Анджей пристально всматривался в пламя свечи.

И вдруг заговорил:

— Но зато мы войдем в историю. Как входят в историю? Мы не знаем. Что такое история? Тоже не знаем. Знаем только, что наша акция вызовет определенные изменения в материальной действительности. Человек оставляет по себе память в истории тогда, когда он оставляет после себя материальный след. Мы оставим после себя материальный след — уничтоженный город. Это все.

Губерт нерешительно улыбался, словно застыв на месте. Неясно было, что значила эта его улыбка.

— Я иначе представляю себе историю, — сказал он.

— Можешь представлять ее себе, как хочешь. Сейчас, когда мы, необученные и невооруженные, начали борьбу, мне совершенно все равно. История, опирающаяся на мистификацию, — это вовсе не история. Или грустная история.

— Грустная история, — повторила Геленка.

— А что будет с нами? — спросил вдруг Анджей.

— Народ останется, — вполголоса проговорил Губерт.

— Да, но что будет со мной? — Анджей разволновался. — Что будет лично со мной? Чем я буду через день, через мгновение? Ошметками мертвечины. Ничем больше. И какое это имеет, какое это может иметь значение? Не для истории и не для народа. Все это слишком громкие слова для моего скудного ума. Для меня, для Анджея Голомбека, двадцати трех лет от роду. Что будет со мной? И какое это имеет значение для мира? Никакого. Решительно никакого.

— Прекрати истерику, — нетерпеливо проговорила Геленка. — Тебе же сейчас вести ребят.

— Не будь вечным Кордианом{103}, — наставительно заметил Губерт.

— Нет. Я Фауст. Я заключил пакт с дьяволом.

Геленка с беспокойством посмотрела на него.

— То-то и оно, что никакого пакта ты не заключал. Ты один.

Губерт остановился на пороге.

— Погодите, — сказал он, — может, я еще что-нибудь вытяну из Эльжбетки.

И он вышел.

— Слушай, Анджей, нельзя так, — начала Геленка.

Но Анджей перебил ее.

— Знаешь, я говорил сегодня с мамой, — сказал он очень деловито.

Геленка удивилась.

— С мамой? О чем?

— Как это о чем? — Анджей пожал плечами.

— Нашел подходящее время!

— Как раз самое подходящее. Мама должна была узнать, как дети относятся ко всему этому.

— Надеюсь, ты говорил только от своего имени.

— За Антека я говорить не мог.

— Ты сказал ей, почему Антек не вернулся домой? Ведь он мог бы и не погибнуть, если бы не сидел в этих проклятых Пулавах.

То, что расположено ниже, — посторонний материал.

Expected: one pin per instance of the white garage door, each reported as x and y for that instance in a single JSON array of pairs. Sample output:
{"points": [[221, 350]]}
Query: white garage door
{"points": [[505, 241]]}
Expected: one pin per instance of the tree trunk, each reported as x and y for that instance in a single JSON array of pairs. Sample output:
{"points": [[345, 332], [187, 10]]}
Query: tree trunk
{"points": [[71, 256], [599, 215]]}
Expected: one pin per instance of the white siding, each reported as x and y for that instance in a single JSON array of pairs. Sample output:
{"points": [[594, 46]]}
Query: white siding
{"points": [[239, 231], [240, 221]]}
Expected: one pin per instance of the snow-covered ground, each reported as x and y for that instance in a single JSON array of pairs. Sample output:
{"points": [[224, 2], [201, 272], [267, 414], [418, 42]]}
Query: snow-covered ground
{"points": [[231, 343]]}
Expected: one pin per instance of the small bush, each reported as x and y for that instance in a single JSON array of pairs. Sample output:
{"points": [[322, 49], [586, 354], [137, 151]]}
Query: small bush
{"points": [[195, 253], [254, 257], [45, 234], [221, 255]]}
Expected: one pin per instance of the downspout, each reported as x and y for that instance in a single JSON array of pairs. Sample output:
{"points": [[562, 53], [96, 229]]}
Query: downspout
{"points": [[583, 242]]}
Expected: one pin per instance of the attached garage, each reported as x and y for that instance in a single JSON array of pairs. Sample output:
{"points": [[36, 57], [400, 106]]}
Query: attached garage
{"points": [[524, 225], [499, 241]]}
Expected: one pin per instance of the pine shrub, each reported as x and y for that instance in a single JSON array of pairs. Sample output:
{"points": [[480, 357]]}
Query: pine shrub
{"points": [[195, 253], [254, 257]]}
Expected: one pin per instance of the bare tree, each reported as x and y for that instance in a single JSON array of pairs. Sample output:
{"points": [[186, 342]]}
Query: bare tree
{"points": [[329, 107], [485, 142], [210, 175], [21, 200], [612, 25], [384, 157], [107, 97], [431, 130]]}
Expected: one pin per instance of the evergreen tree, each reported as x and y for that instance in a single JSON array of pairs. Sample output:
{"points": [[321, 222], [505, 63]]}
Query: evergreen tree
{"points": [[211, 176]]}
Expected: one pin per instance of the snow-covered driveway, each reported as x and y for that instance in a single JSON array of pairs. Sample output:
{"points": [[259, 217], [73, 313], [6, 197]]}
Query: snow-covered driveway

— А ты думаешь, в Варшаве не гибнут?

Они замолчали. Где-то далеко взорвалась граната, а потом еще две, одна за другой. Анджей прислушался.

— Вот видишь, мы никогда не узнаем, кто погиб сейчас.

— Тебе-то какое дело? Чудной ты какой-то сегодня, все бы тебе хотелось знать.

— Да, вот именно, мне хотелось бы знать все. Все познать, все охватить. А у меня ничего нет! — Анджей вдруг сжал кулаки. Обычная выдержка оставила его. — Подумай, мне только двадцать три года. И я должен отречься от всего, от целого мира. Пойми, Геленка, это ужасно.

— Но ты ведь будешь жить, — неуверенно проговорила Геленка.

— Даже если я и останусь жив. Неужели же ты думаешь, что я могу примириться с этим миром, с этим миром, который окружает нас? Гелена, пойми же, я, даже если бы и уцелел, не смогу примириться с этим миром. Я просто не представляю себе, как бы я смог жить после сегодняшнего дня. Ты понимаешь, какой это день?

— Сегодня я видела много проявлений энтузиазма, — словно реплику на репетиции подала Геленка.

— Вот-вот, это-то и есть самое паршивое. Энтузиазм смерти. Во имя чего? Что равноценно нашей жизни?

— Тпрру! — сказала Геленка. — Стой. Ты хочешь, чтобы я прочла тебе лекцию из Плутарха? Dulce et decorum est pro patria mori[92].

— Ты плохо это произносишь, Геленка.